O Rei Mendigo
Andava pelas ruas da cidade como um rei: de cabeça erguida. Com um velho alfinete todo enferrujado, prendia um saco de estopa ao pescoço pendido às costas, o qual dizia ser a sua capa magna. A púrpura já não era mais púrpura, mas de outra cor, meio cinza, meio marrom, fruto do tempo e da falta de higiene, que vai deixando as coisas como que meio encardidas. Na mão, um pedaço de pau, de cerca de cinqüenta centímetros, o cetro real, que, além de representar o poder régio imaginário, servia também para afugentar os cachorros valentes e os meninos que lhe vinham tirar a paciência.

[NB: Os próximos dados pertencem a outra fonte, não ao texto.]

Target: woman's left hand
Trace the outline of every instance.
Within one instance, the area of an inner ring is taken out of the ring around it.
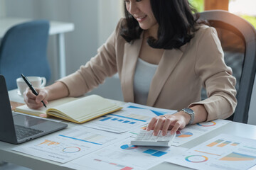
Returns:
[[[154,135],[157,135],[159,130],[162,130],[163,135],[166,135],[167,130],[171,130],[171,134],[175,133],[178,129],[183,129],[188,123],[191,116],[183,112],[177,112],[173,115],[163,115],[153,118],[146,130],[154,130]]]

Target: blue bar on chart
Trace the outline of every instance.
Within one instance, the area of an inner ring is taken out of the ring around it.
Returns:
[[[111,120],[118,120],[118,119],[117,119],[117,118],[112,118],[112,119],[111,119]]]
[[[161,152],[161,151],[159,151],[153,154],[151,154],[152,156],[154,156],[154,157],[160,157],[161,156],[163,156],[164,154],[167,154],[167,152]]]
[[[144,152],[143,152],[143,153],[151,154],[154,154],[154,153],[155,153],[156,152],[157,152],[157,150],[149,149],[145,150]]]

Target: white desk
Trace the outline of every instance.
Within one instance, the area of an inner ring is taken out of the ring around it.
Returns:
[[[0,18],[0,39],[12,26],[26,21],[32,21],[31,18]],[[57,35],[58,57],[60,62],[60,78],[65,76],[65,38],[64,33],[73,31],[74,24],[58,21],[50,21],[49,35]]]
[[[9,91],[11,100],[16,102],[23,101],[23,98],[17,96],[16,90]],[[122,103],[122,102],[120,102]],[[73,124],[70,123],[69,126]],[[256,140],[256,126],[232,122],[218,129],[210,132],[209,133],[201,136],[194,140],[186,144],[181,145],[181,147],[186,148],[192,148],[197,144],[206,141],[220,133],[228,133],[233,135],[240,136],[243,137],[250,137]],[[46,159],[33,157],[33,156],[26,155],[25,154],[16,152],[10,150],[16,145],[0,142],[0,160],[14,163],[18,165],[26,166],[33,169],[70,169],[66,167],[61,166],[61,164],[48,161]],[[182,167],[178,165],[171,164],[170,163],[161,163],[151,169],[151,170],[164,170],[164,169],[191,169],[186,167]]]

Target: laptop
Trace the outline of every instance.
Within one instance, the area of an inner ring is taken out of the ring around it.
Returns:
[[[4,76],[0,75],[0,140],[19,144],[64,129],[68,125],[13,112]]]

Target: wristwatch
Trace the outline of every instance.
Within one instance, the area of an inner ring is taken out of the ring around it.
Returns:
[[[191,120],[189,120],[188,125],[191,125],[193,122],[193,119],[194,119],[194,117],[195,117],[194,111],[191,108],[183,108],[181,111],[183,111],[186,113],[190,115]]]

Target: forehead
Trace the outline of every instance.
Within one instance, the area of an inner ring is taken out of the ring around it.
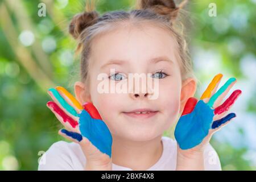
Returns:
[[[143,28],[121,27],[101,35],[93,40],[92,51],[91,58],[99,64],[113,59],[132,60],[136,63],[161,56],[177,62],[177,46],[172,35],[163,28],[151,26]]]

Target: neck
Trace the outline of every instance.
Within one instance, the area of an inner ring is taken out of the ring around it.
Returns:
[[[133,170],[146,170],[162,156],[162,135],[149,141],[131,141],[113,135],[112,162]]]

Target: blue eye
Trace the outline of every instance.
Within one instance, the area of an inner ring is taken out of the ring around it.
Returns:
[[[110,79],[114,80],[115,81],[121,81],[126,78],[125,75],[120,74],[119,73],[115,73],[109,77]]]
[[[152,77],[153,78],[162,79],[162,78],[166,77],[167,76],[168,76],[168,75],[160,71],[160,72],[156,72],[155,73],[152,74]]]

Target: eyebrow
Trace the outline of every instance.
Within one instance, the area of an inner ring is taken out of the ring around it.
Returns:
[[[172,61],[170,59],[168,58],[168,56],[158,56],[156,57],[154,57],[150,59],[150,63],[158,63],[160,61],[168,61],[170,63],[174,64],[174,61]],[[127,60],[122,60],[118,59],[110,59],[108,61],[108,63],[104,64],[101,66],[101,68],[102,69],[109,65],[111,64],[117,64],[117,65],[123,65],[129,62]]]

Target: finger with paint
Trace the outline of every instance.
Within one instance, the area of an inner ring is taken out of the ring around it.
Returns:
[[[92,103],[82,106],[71,94],[60,86],[49,89],[48,93],[54,102],[48,102],[47,106],[68,130],[61,130],[59,133],[77,142],[82,142],[85,137],[111,158],[112,136]]]
[[[241,95],[240,90],[234,91],[222,105],[213,107],[222,101],[236,81],[234,78],[230,78],[214,93],[222,76],[218,74],[214,77],[200,100],[197,101],[192,97],[187,101],[175,131],[175,138],[180,148],[186,150],[197,146],[209,133],[220,129],[236,117],[234,113],[230,113],[221,118]],[[207,100],[209,101],[205,102]]]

À cabeça, um chapéu que não tinha mais abas nem cobertura, só as laterais, sua coroa. Os que viam e sentiam pena, não imaginavam que o pedaço de caixa de papelão jogado num canto de calçada, que lhe servia de assento, era o trono áureo de Sua Majestade. Dali, e quando fazia suas andanças, ele regia o mundo que era o seu império… acostumou-se a isso: a mandar e a ser obedecido. Um pedido seu era uma ordem, por isso mandava tanto (sempre estava a pedir esmolas na porta de algum restaurante, mesmo quando algumas vezes não era atendido; mas ele não ligava pra isso… continuava a reinar). Seu pajem, um vira-latas que se acostumou àquela companhia bucólica, talvez por terem em comum o hábito de virar latas.
Tinha em suas mãos o poder de vida e de morte: decidia quais mosquitos mataria naquele festim mortal que a proximidade da noite anunciava. Ah, os ratos que insistiam em roer-lhe as roupas também estavam sob os olhares atentos de Sua Alteza. Uma proximidade inútil poderia provocar uma chacina sanguinolenta.
De uma sacola de plástico, tirou um sanduíche comido pela metade que fora salivado por um menino rico que começou a comer, mas, abusado, pediu outra coisa ao pai; da lixeira para o estômago, mas, não nos esqueçamos, para o estômago do rei. E do pajem, é claro, com quem dividia todo o seu banquete.
A rainha? Existia sim, mas decidiu tomar outros rumos, embora o amasse. Não podia compartilhar o estilo de vida do seu rei. Decidiu dizer “não” ao seu amado e “partiu sem partir”, quando rejeitou a proposta de construir uma vida nova. Assim, a rainha transformou-se, como em tudo em sua vida, uma ilusão, uma quimera emoldurada por um amor platônico que, se por um lado, nunca acabaria, por outro, nunca se tornaria realidade… pois a realidade era outra. A rainha existia na realidade e na mente débil do pobre rei que chorava apenas quando nela pensava. E notava que só no mundo… preferiria perder o “poder e a realeza”, mas não a sua rainha…
Não estava nem aí para o que os outros diziam dele. Sentia-se rei mesmo! E era! Sentia-se, porém, ofendido, quando não mais constatava a presença de sua amada. Não se importava muito com a sujeira, nem com os mosquitos, nem com os ratos, nem com a fome. Importava-se, sim, com a sua rainha. Não sabia onde estava. Pensava nela… e tinha certeza que ela também pensava nele.
Deixemo-lo em paz, pensando ser rei, pensando na sua rainha. Talvez aqui, na sua debilidade, a ilusão se torne realidade.